Следовательно, вопреки утверждениям большинства биографов Домье, дело отнюдь не обстояло так, будто в период 1860–1863 годов он сам отложил в сторону карандаш журналиста, «чтобы отдаться своей склонности к чистому искусству». Лишившись постоянного заработка, который давала ему карикатура, художник был вынужден обратиться к живописи маслом и в особенности к акварели, чтобы заработать себе на хлеб. Эта версия, вне всякого сомнения, менее лестна, чем первая, да только кому не известно, что истина чаще всего унизительна и горька?
Этот период «чистого искусства», которому мы обязаны появлением стольких живописных работ Домье, был для художника, как о том свидетельствует Бюрти, периодом жестокой нужды.
Простодушный и застенчивый, лишенный, подобно большинству своих друзей, подобно добряку Коро, всяких деловых качеств, Домье совершенно не умел превращать свои картины в товар.
Альбер Вольф рассказывает по этому поводу забавный… и грустный случай:
«Бедняга до того привык к пренебрежительному отношению со стороны людей, именуемых любителями искусства, руководствующихся не хорошим вкусом, а модой, что не решался назначать какую-то цену своим работам: он не котировался на бирже… картин… „Да это же карикатуры!“ — говорил любитель, подобно тому, как великий король при виде творения Тенирса{215} воскликнул: „Уберите этих уродов!“»
Друзья Домье из кожи вон лезли, стараясь пристроить его акварели и картины. Однажды Добиньи рекомендовал Домье американскому торговцу.
— А он дорого продает свои работы? — спросил торговец.

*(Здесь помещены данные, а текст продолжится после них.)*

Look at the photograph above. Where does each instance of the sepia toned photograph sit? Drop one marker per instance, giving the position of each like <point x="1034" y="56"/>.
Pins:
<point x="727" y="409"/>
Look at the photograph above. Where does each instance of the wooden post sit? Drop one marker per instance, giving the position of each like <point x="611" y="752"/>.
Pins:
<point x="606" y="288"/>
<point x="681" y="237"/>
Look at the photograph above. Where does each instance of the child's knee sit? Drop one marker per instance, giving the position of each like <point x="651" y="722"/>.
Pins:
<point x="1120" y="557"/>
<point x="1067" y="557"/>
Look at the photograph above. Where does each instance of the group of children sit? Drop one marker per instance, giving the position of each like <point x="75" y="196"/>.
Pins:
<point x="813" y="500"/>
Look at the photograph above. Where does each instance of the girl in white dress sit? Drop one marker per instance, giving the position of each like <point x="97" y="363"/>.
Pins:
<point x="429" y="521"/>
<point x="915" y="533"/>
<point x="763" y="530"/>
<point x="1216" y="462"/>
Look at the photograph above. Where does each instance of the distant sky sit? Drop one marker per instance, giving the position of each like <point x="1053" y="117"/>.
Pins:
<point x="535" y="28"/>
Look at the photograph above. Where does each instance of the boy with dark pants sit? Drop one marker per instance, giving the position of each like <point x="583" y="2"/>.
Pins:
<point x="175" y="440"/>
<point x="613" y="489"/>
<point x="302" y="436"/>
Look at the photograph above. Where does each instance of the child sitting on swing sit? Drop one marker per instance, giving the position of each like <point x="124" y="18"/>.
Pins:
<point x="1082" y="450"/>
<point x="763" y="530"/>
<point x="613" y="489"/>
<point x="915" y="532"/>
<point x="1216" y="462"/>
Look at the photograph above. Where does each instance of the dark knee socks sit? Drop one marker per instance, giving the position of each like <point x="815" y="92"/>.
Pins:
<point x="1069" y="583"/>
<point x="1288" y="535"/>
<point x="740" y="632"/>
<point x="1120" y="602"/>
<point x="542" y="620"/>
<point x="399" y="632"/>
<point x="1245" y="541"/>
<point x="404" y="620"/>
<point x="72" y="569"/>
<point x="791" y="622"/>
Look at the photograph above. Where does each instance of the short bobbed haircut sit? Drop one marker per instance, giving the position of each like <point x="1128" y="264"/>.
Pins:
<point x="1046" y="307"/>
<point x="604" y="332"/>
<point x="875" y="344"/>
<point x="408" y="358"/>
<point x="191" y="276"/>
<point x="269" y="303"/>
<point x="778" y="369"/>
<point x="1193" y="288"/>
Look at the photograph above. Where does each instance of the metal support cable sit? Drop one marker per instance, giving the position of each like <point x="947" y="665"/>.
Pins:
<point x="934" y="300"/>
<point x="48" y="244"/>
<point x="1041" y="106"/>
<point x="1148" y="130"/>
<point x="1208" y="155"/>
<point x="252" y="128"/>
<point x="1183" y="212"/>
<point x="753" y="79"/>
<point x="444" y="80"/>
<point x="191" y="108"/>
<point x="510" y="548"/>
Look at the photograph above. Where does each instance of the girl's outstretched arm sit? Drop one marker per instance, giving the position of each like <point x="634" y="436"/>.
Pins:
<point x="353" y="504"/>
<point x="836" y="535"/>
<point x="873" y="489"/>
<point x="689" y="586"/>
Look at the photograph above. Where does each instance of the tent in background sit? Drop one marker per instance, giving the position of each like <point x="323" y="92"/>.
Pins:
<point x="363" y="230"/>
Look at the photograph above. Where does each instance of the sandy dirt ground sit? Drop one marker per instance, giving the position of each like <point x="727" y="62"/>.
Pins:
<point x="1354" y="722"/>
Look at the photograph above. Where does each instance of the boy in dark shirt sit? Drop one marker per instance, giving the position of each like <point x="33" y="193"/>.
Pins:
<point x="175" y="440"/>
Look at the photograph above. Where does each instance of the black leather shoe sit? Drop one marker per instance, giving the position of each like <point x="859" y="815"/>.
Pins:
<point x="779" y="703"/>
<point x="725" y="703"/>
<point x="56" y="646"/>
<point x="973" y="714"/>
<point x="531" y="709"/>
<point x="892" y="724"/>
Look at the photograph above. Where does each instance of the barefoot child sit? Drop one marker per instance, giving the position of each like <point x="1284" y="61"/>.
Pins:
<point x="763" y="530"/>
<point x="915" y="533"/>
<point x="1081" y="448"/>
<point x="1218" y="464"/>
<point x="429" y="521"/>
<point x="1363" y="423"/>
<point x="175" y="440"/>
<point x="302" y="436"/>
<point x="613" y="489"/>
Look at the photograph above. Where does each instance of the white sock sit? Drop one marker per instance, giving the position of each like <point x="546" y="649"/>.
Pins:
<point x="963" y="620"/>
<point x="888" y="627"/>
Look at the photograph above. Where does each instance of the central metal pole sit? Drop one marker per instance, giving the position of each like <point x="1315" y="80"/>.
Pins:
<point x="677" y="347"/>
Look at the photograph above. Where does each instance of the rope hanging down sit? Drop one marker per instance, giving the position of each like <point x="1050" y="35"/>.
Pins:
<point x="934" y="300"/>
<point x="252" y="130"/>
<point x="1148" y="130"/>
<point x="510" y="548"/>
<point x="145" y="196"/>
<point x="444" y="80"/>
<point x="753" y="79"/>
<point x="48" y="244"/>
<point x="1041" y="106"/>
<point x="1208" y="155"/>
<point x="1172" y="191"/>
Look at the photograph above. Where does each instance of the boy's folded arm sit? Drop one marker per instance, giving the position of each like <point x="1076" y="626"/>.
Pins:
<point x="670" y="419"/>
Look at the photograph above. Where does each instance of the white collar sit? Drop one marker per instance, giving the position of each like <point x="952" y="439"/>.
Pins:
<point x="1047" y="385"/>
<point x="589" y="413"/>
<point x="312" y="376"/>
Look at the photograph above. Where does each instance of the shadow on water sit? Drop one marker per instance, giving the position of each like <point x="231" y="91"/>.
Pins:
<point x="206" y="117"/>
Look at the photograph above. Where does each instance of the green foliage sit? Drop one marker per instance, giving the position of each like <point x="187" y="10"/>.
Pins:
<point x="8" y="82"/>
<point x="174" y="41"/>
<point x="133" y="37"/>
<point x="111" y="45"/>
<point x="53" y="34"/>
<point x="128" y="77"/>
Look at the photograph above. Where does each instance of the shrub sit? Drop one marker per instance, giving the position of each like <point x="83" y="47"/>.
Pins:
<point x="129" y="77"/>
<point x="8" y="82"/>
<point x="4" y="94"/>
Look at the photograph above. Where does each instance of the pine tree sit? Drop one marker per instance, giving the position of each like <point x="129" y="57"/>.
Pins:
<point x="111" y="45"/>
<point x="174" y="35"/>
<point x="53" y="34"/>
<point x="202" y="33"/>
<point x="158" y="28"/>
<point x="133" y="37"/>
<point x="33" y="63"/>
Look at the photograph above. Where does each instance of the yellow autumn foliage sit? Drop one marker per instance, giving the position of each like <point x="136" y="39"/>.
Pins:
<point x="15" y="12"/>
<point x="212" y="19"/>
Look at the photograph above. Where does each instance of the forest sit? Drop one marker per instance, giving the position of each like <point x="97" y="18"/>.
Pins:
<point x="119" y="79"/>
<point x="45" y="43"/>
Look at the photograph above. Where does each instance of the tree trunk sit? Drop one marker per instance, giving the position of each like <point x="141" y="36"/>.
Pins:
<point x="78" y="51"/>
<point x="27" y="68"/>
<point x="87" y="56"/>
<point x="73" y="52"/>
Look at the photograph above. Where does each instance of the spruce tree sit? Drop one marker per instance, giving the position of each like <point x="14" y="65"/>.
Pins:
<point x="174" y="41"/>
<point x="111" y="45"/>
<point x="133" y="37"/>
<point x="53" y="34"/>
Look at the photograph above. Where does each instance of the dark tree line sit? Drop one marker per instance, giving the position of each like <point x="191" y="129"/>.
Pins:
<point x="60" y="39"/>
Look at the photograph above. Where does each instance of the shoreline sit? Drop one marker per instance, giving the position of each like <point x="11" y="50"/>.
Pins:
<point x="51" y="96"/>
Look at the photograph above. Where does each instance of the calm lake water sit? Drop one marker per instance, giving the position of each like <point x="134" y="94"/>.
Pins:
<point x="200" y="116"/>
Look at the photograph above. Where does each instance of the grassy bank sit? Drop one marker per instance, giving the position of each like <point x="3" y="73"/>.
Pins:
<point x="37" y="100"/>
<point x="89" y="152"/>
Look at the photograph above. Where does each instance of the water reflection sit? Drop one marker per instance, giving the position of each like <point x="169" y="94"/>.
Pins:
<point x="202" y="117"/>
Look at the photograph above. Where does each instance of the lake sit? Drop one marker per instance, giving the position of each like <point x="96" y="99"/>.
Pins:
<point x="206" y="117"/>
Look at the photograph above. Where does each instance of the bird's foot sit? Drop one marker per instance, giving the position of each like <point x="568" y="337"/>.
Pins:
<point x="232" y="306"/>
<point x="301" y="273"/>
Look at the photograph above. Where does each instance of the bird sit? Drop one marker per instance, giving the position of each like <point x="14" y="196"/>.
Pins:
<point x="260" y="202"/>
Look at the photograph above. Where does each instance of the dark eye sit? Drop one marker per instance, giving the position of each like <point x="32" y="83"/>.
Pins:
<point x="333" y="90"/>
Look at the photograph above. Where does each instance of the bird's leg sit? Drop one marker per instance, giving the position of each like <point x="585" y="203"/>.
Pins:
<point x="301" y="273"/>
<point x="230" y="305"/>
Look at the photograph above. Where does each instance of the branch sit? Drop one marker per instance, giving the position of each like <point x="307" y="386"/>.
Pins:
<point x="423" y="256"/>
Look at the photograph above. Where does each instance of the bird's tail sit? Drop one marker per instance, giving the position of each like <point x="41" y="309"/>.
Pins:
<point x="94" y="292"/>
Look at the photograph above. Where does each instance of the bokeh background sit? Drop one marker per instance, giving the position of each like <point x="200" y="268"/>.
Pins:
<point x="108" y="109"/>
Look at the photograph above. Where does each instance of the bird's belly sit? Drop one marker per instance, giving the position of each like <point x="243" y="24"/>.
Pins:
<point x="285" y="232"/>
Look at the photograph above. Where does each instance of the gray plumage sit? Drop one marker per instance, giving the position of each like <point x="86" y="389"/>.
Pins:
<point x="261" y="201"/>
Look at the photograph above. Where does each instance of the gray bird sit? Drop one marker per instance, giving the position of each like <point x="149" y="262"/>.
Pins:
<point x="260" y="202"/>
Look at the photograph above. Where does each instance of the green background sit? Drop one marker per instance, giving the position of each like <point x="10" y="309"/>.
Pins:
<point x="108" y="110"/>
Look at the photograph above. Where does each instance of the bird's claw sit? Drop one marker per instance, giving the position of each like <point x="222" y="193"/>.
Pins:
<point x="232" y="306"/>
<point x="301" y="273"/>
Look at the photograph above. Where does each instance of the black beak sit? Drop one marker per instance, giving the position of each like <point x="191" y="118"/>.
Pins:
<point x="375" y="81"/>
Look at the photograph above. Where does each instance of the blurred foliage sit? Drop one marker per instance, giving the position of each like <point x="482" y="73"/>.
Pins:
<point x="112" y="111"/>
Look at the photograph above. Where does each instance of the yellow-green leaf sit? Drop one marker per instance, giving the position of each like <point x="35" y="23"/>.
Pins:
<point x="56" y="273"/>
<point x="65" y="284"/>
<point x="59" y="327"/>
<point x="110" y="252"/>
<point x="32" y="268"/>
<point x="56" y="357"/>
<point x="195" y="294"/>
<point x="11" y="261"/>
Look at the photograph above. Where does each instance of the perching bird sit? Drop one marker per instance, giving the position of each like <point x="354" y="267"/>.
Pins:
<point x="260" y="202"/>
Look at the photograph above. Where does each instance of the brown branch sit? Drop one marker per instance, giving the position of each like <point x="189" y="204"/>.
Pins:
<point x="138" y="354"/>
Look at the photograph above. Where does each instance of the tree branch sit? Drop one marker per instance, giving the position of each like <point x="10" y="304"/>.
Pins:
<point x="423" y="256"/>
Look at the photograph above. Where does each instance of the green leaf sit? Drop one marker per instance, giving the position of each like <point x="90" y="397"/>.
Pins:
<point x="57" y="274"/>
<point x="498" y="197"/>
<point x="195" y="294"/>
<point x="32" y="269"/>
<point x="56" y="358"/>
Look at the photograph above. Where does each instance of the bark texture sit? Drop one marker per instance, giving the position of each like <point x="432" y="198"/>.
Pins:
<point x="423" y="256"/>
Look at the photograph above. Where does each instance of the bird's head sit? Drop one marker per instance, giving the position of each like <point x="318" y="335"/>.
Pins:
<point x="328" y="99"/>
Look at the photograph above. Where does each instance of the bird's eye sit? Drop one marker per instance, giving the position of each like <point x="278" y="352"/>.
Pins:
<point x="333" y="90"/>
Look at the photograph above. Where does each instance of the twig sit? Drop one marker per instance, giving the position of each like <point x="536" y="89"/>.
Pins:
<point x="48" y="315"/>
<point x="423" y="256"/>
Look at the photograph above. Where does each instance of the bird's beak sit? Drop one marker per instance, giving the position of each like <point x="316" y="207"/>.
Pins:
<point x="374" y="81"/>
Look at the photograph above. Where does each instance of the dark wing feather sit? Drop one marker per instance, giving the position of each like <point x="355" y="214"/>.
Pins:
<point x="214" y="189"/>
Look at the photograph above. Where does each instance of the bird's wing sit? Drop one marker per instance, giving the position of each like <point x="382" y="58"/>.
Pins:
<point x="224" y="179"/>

— Очень дорого, — ответил Добиньи.
— Вери уэлл! Пойдем к нему!
На другой день состоялся визит к Домье. Добиньи предупредил своего друга короткой запиской: «Приоденься немного, — писал он ему, — и поставь на мольберт картину, которую ты только что закончил. Не вздумай просить за этот маленький холст меньше пяти тысяч франков».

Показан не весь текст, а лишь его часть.